Evaluation

Metrics for language model evaluation.

Overview

lmxlab provides standard evaluation metrics:

Perplexity: exponential of the average cross-entropy loss. Lower is better. A perplexity of 10 means the model is as uncertain as choosing uniformly among 10 tokens.
Bits-per-byte (BPB): cross-entropy loss normalized by bytes. This is tokenizer-independent, making it useful for comparing models with different vocabularies.
pass@k: estimates the probability that at least one of k code samples passes a set of tests (Chen et al., 2021). Used for code generation evaluation.

Usage

import mlx.core as mx
from lmxlab.models.base import LanguageModel
from lmxlab.models.gpt import gpt_tiny
from lmxlab.eval import perplexity, bits_per_byte, pass_at_k

model = LanguageModel(gpt_tiny())
mx.eval(model.parameters())

tokens = mx.array([[1, 2, 3, 4, 5, 6, 7, 8]])

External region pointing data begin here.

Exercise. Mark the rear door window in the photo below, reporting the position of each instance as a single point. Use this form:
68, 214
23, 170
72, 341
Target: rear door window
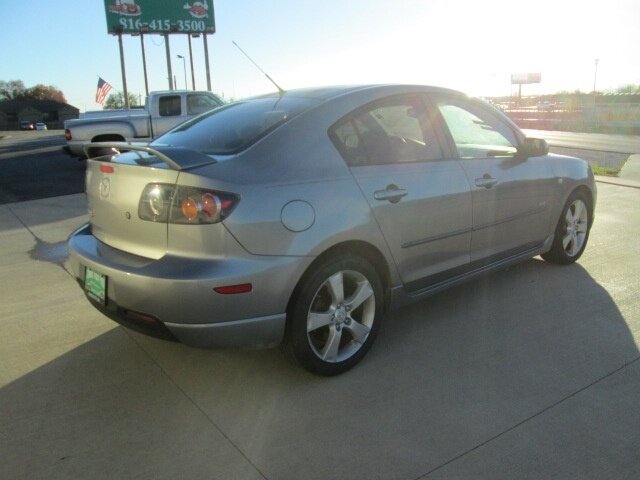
234, 127
198, 103
394, 130
475, 132
169, 106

# Perplexity on a sequence
ppl = perplexity(model, tokens)
print(f"Perplexity: {ppl:.1f}")

# Bits-per-byte (tokenizer-independent)
bpb = bits_per_byte(model, tokens, bytes_per_token=3.5)
print(f"BPB: {bpb:.3f}")

# pass@k for code generation
# If 3 out of 10 samples pass, estimate pass@1
p1 = pass_at_k(n=10, c=3, k=1)
print(f"pass@1: {p1:.3f}")

Metrics

`lmxlab.eval.metrics.perplexity(model, data)`

Compute perplexity over a dataset.

PPL = exp(average cross-entropy loss)

Parameters:

Name	Type	Description	Default
`model`	`LanguageModel`	Language model.	required
`data`	`list[array]`	List of token ID arrays, each (batch, seq_len).	required

Returns:

Type	Description
`float`	Perplexity score (lower is better).

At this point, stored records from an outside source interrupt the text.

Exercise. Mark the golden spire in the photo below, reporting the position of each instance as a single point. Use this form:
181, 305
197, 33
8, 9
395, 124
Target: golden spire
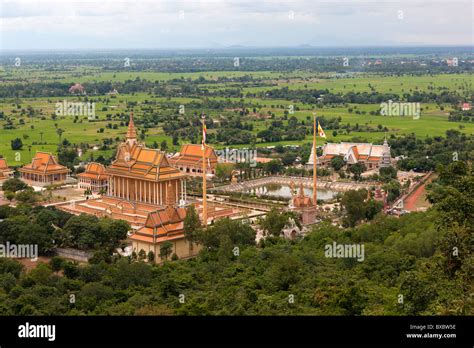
131, 133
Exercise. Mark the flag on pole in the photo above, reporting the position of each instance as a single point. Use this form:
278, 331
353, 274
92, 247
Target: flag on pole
320, 130
204, 131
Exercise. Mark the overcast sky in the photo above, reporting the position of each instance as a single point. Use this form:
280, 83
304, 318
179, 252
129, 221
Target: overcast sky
69, 24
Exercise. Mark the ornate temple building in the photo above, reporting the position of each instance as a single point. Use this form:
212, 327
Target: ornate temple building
164, 225
140, 174
189, 160
44, 170
304, 205
372, 156
5, 172
150, 194
93, 178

Source code in src/lmxlab/eval/metrics.py

def perplexity(
    model: LanguageModel,
    data: list[mx.array],
) -> float:
    """Compute perplexity over a dataset.

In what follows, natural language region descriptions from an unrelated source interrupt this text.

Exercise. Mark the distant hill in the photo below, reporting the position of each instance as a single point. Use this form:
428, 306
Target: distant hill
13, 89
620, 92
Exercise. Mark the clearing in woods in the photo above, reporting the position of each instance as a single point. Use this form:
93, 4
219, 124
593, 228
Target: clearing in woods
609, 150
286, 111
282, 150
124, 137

    PPL = exp(average cross-entropy loss)

    Args:
        model: Language model.
        data: List of token ID arrays, each (batch, seq_len).

    Returns:
        Perplexity score (lower is better).
    """
    total_loss = 0.0
    n_batches = 0

    for tokens in data:
        loss = _compute_loss(model, tokens)
        mx.eval(loss)
        total_loss += loss.item()
        n_batches += 1

    avg_loss = total_loss / max(n_batches, 1)
    return math.exp(avg_loss)

`lmxlab.eval.metrics.bits_per_byte(model, data, bytes_per_token=1.0)`

Compute bits-per-byte (BPB).

BPB = (cross-entropy in nats) / (ln(2) * bytes_per_token)

For character-level tokenizers, bytes_per_token ≈ 1.0. For BPE tokenizers, estimate from data.

Parameters:

Name	Type	Description	Default
`model`	`LanguageModel`	Language model.	required
`data`	`list[array]`	List of token ID arrays.	required
`bytes_per_token`	`float`	Average bytes per token.	`1.0`

Returns:

Type	Description
`float`	BPB score (lower is better).

Source code in src/lmxlab/eval/metrics.py

def bits_per_byte(
    model: LanguageModel,
    data: list[mx.array],
    bytes_per_token: float = 1.0,
) -> float:
    """Compute bits-per-byte (BPB).

    BPB = (cross-entropy in nats) / (ln(2) * bytes_per_token)

    For character-level tokenizers, bytes_per_token ≈ 1.0.
    For BPE tokenizers, estimate from data.

    Args:
        model: Language model.
        data: List of token ID arrays.
        bytes_per_token: Average bytes per token.

    Returns:
        BPB score (lower is better).
    """
    total_loss = 0.0
    n_batches = 0

    for tokens in data:
        loss = _compute_loss(model, tokens)
        mx.eval(loss)
        total_loss += loss.item()
        n_batches += 1

    avg_loss = total_loss / max(n_batches, 1)
    return avg_loss / (math.log(2) * bytes_per_token)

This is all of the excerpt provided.